Therapy Ideas

Keeping Little Movers FOCUSED


I have several “little movers” on my caseload. They are constantly grabbing things that are on the table, inappropriately folding papers, getting distracted by the window, my toys, the table, their hair, their clothing, and really just everything. What to do, what to do. Here’s my top 5 list of ideas that work for little movers in my speech and language therapy room:


1. Fidgets

I think when most people think of little movers, they think fidgets. So, I’m sure this isn’t new news but it is definitely one of my favorite tactics. As you can see from some of the pictures, I have dry erase decals on my tables. Some of my students love to pick at them which drives me crazy. Once that happens, I pull out my fidget jar and allow them to pick 1 thing to keep their hands busy throughout the session. Below is a picture of my fidget jar, which has gotten too full to fit everything!


Next to my fidget jar is a metal tin containing my visual schedules as described below. My students’ favorite fidget is shown in the picture below: They can play with it or put it on their wrist if they are writing or coloring.

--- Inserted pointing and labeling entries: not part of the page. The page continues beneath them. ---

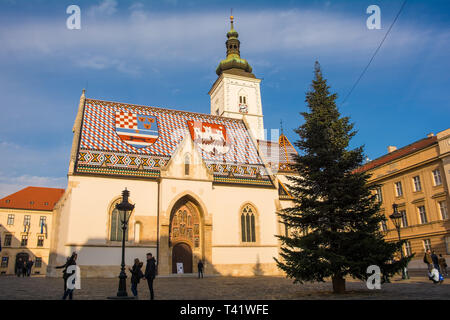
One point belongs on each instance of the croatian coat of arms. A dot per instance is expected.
(138, 130)
(210, 137)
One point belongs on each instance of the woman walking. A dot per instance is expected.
(136, 275)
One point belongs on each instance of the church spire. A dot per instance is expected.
(233, 59)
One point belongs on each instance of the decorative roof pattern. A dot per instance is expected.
(102, 151)
(397, 154)
(32, 198)
(278, 155)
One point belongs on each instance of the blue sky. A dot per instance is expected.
(164, 53)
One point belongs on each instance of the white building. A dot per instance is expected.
(205, 186)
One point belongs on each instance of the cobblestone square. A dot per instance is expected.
(222, 288)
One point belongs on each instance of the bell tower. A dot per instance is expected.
(236, 92)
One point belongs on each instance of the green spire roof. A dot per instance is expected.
(233, 59)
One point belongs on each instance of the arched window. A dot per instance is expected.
(115, 227)
(248, 224)
(187, 162)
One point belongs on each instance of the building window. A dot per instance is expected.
(24, 241)
(10, 219)
(407, 249)
(398, 189)
(248, 228)
(116, 232)
(417, 185)
(26, 222)
(5, 261)
(38, 262)
(42, 223)
(437, 177)
(404, 219)
(447, 244)
(443, 209)
(187, 162)
(40, 241)
(422, 215)
(427, 244)
(379, 194)
(8, 239)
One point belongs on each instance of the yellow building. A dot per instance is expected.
(416, 178)
(25, 224)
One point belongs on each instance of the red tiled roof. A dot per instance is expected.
(411, 148)
(32, 198)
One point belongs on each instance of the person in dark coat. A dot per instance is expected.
(443, 265)
(150, 273)
(71, 261)
(24, 268)
(136, 275)
(29, 266)
(200, 268)
(435, 260)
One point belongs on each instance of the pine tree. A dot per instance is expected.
(335, 221)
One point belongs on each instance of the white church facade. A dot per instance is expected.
(204, 186)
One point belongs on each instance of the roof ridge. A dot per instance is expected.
(166, 109)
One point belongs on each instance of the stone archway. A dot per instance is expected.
(186, 222)
(182, 253)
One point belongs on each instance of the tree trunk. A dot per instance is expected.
(338, 284)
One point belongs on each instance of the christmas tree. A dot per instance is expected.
(334, 223)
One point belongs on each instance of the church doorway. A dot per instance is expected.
(182, 253)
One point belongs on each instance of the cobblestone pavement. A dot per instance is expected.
(223, 288)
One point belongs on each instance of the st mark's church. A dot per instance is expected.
(204, 186)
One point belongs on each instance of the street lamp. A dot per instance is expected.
(396, 218)
(125, 208)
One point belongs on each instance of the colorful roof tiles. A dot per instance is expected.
(103, 151)
(33, 198)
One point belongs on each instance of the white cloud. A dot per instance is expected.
(137, 37)
(14, 184)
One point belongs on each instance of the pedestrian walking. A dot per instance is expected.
(443, 265)
(435, 260)
(428, 260)
(200, 268)
(71, 261)
(136, 275)
(24, 268)
(150, 273)
(19, 267)
(29, 266)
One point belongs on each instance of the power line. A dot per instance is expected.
(375, 53)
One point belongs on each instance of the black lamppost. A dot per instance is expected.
(396, 218)
(125, 208)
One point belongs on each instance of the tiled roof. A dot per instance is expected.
(399, 153)
(102, 151)
(32, 198)
(279, 155)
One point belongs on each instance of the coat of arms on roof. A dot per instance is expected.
(138, 130)
(210, 137)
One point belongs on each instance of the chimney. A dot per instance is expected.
(391, 148)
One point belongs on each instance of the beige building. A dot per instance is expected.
(205, 186)
(25, 224)
(417, 179)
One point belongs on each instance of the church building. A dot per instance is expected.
(204, 186)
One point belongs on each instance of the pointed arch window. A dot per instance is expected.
(115, 227)
(248, 224)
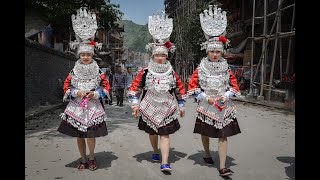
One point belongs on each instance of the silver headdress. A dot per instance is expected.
(85, 26)
(214, 26)
(160, 27)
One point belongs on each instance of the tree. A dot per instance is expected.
(58, 12)
(187, 36)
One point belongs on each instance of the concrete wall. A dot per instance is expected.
(45, 71)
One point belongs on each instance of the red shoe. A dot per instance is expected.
(82, 166)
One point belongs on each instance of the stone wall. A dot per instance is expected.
(45, 71)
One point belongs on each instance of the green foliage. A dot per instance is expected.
(58, 12)
(135, 36)
(188, 36)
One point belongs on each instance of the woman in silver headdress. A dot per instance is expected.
(213, 83)
(159, 88)
(85, 87)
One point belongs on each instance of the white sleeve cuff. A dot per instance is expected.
(74, 92)
(96, 95)
(228, 94)
(201, 96)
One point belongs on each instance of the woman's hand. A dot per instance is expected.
(81, 93)
(135, 111)
(182, 112)
(211, 100)
(89, 94)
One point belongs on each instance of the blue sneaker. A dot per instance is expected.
(155, 157)
(165, 168)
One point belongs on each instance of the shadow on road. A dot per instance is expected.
(104, 160)
(290, 170)
(173, 156)
(198, 159)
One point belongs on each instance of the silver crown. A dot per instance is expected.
(213, 23)
(160, 27)
(84, 23)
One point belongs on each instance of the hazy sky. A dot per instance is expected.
(139, 10)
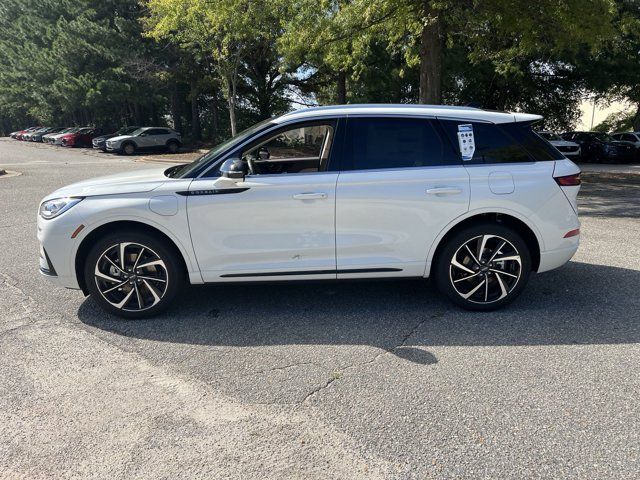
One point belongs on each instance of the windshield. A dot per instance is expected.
(603, 137)
(549, 135)
(184, 170)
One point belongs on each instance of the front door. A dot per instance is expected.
(400, 185)
(276, 223)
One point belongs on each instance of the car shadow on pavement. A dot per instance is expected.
(578, 304)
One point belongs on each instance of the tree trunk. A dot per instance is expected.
(636, 120)
(175, 109)
(231, 101)
(431, 56)
(214, 117)
(341, 87)
(195, 112)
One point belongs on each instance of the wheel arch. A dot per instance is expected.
(89, 240)
(529, 235)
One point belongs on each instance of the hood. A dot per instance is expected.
(119, 138)
(623, 143)
(120, 183)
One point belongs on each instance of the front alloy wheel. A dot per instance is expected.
(133, 275)
(483, 267)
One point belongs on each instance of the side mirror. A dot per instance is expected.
(263, 153)
(233, 168)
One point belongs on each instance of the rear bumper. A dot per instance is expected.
(553, 259)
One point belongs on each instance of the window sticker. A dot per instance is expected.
(466, 141)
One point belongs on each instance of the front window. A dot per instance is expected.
(189, 169)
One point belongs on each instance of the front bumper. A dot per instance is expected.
(58, 249)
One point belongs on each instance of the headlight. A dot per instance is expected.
(52, 208)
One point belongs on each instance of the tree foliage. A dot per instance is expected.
(210, 68)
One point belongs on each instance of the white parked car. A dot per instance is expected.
(56, 138)
(470, 198)
(568, 149)
(147, 138)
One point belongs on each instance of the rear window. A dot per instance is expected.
(504, 143)
(391, 142)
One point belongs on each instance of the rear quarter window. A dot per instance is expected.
(504, 143)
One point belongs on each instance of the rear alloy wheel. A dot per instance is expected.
(133, 275)
(172, 147)
(484, 267)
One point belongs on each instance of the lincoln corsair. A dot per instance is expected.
(472, 199)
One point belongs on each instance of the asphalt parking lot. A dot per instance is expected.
(344, 380)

I bought this on Amazon at the link below:

From the top fidget picture, you can see examples of the fidgets I’ve used. Some examples include bouncy/light up balls, squishy/sticky toys (many have come from the Target dollar section), and a couple I’ve purchased from our local Learning Resources shop. The black and white thing in the top picture is from the toy shown below.

They are soft and flexible pieces, sort of like a large pipe cleaner. They aren’t meant to be used in this fashion, but they work great as fidgets!

Below is also a link for the “atom” fidget shown in the top picture. I did not get this one off Amazon, but it looks identical if that method of shopping is easier for you!



2. Chair Bands

Many of the activities I do with my caseload are table top activities, meaning my students need to be able to be successful while seated in a chair. These Bouncy Bands have helped do just that by adapting the chairs they sit in!


I have tried other methods of doing this, but these have been the best solution thus far.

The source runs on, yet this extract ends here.